In vitro development of porcine embryo is affected by culture condition. One possible factor is osmolarity of culture medium. 1his study examined whether high osmolarity of culture medium at the early culture stage improves development of preimplantation porcine in vitro fertilization (IVF) and nuclear transfer (NT) embryos. NT and IVF embryos were divided into three groups and the basic medium was PZM-3 ($250{\sim}270$ mOsmol, control group). The control group of embryos was cultured in PZM-3 for whole culture period.
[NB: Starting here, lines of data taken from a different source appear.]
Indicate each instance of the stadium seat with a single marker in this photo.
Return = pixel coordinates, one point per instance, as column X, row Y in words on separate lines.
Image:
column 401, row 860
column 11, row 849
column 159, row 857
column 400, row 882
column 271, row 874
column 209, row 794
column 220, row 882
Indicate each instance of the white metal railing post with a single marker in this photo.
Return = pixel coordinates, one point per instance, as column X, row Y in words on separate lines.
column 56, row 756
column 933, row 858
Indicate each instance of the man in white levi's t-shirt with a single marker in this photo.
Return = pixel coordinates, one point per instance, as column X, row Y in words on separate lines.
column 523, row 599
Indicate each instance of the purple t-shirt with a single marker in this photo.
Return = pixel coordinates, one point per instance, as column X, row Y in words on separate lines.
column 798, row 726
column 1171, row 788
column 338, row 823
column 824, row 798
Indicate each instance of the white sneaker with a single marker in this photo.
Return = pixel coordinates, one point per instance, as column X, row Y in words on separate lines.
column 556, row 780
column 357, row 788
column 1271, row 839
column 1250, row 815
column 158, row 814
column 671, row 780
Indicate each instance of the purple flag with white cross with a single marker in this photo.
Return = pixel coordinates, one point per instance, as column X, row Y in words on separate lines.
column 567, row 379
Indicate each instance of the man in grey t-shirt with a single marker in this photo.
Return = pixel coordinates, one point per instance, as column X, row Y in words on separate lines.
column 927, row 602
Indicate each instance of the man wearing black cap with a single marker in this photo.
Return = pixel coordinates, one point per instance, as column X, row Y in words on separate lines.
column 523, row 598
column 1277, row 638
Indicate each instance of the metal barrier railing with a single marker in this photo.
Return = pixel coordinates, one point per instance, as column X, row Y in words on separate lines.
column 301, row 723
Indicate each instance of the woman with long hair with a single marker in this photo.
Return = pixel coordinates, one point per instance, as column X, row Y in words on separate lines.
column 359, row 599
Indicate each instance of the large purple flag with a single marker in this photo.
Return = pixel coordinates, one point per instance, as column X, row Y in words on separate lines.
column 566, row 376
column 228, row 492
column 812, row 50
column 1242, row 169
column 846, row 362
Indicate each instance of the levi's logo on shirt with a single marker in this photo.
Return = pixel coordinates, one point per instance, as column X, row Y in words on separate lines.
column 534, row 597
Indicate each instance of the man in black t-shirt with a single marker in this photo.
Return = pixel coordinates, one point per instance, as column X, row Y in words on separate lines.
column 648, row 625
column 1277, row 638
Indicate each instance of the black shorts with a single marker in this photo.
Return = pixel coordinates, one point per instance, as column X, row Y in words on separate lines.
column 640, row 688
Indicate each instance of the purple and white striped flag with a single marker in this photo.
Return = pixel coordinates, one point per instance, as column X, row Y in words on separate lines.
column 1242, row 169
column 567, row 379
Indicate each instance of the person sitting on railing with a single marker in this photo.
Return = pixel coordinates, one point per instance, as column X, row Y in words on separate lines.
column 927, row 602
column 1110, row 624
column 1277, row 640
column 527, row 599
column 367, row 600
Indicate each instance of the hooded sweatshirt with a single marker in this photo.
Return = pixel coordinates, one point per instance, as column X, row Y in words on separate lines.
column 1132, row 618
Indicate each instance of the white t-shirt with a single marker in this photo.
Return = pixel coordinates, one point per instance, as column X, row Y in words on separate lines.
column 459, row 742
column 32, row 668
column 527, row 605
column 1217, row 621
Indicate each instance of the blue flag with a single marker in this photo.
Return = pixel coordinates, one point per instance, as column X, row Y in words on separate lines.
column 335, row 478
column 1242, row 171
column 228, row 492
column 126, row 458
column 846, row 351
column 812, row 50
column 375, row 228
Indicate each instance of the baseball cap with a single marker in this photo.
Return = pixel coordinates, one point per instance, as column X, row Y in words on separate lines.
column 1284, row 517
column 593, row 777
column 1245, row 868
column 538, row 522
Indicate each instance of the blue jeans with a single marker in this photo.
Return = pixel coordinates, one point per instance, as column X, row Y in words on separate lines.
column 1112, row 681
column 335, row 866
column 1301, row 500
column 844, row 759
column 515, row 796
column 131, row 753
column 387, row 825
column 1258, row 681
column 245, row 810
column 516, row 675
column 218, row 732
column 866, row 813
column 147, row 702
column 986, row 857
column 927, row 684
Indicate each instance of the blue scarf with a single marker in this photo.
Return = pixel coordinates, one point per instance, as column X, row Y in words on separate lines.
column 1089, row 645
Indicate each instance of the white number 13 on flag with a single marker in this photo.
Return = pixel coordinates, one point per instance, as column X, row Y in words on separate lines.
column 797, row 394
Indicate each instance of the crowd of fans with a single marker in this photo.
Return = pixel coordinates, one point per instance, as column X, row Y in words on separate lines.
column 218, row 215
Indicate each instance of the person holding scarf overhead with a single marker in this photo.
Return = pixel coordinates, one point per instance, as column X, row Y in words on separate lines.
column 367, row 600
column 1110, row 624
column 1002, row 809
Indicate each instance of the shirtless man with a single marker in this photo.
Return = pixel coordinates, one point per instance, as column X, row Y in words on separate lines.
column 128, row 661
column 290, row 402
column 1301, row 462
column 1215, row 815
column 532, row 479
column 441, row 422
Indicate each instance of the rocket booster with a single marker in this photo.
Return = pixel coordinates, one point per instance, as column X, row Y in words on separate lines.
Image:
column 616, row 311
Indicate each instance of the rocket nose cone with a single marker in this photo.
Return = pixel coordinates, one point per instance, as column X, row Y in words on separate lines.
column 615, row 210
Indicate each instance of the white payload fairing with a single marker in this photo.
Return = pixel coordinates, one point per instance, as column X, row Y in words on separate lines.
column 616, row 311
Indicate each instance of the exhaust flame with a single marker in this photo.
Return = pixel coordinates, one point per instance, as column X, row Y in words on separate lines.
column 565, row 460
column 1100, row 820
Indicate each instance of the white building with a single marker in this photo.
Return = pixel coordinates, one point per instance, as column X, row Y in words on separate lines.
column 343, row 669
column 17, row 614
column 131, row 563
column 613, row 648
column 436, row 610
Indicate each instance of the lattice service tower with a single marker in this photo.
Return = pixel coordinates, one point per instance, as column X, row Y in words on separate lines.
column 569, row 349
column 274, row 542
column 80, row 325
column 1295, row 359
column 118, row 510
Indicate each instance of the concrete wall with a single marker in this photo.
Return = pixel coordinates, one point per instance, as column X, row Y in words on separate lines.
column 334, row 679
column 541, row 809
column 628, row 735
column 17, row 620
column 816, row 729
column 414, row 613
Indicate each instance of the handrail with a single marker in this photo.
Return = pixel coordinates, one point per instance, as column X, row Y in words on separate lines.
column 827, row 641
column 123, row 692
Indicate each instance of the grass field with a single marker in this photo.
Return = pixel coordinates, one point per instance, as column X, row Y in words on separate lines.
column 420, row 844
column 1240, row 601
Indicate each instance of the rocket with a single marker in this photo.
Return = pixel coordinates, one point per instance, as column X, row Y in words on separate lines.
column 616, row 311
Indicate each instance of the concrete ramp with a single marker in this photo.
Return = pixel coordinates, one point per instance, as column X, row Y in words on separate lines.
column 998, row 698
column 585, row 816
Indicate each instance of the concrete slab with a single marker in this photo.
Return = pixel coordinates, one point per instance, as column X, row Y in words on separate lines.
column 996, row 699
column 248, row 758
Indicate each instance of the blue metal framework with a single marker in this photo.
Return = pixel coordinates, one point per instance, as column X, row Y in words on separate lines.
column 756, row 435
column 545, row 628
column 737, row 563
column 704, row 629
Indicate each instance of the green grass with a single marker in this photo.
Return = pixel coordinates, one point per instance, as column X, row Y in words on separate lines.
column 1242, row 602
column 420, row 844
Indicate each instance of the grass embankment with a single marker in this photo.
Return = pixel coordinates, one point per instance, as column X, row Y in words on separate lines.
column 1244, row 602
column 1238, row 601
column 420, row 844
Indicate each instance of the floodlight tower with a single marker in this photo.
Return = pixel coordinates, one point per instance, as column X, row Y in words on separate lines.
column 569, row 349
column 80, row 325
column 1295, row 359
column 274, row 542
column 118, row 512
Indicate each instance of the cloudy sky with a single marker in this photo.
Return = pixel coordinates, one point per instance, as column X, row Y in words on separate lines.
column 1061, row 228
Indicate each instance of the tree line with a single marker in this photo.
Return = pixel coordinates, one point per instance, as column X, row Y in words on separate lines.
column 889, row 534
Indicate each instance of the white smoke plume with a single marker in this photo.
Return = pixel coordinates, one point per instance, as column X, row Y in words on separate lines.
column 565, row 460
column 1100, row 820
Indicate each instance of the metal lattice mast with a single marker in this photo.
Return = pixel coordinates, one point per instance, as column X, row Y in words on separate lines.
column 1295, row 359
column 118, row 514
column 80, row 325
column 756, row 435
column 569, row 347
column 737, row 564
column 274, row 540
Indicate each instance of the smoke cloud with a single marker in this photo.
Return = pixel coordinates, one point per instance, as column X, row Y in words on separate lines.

Other two groups of embryos were cultured in a modified PZM-3 with 0.05 M sorbitol or 0.05 M sucrose ($300{\sim}320$ mOsmol, sorbitol or sucrose group) for the first 2 days, and then cultured in PZM-3 for further culture. NT embryos cultured in sucrose group showed a significantly higher developmental rate to the blastocyst stage with a decreased apoptosis rate compared to the sorbitol (p<0.05). For IVF, sucrose group showed a significantly increased the blastocyst formation rate with a decreased apoptosis rate compared to the control (p<0.05). This study represents that the high osmolarity in the early embryo culture stage can enhance the in vitro development of porcine NT and IVF embryos to the blastocyst stage with reduced apoptosis of cells.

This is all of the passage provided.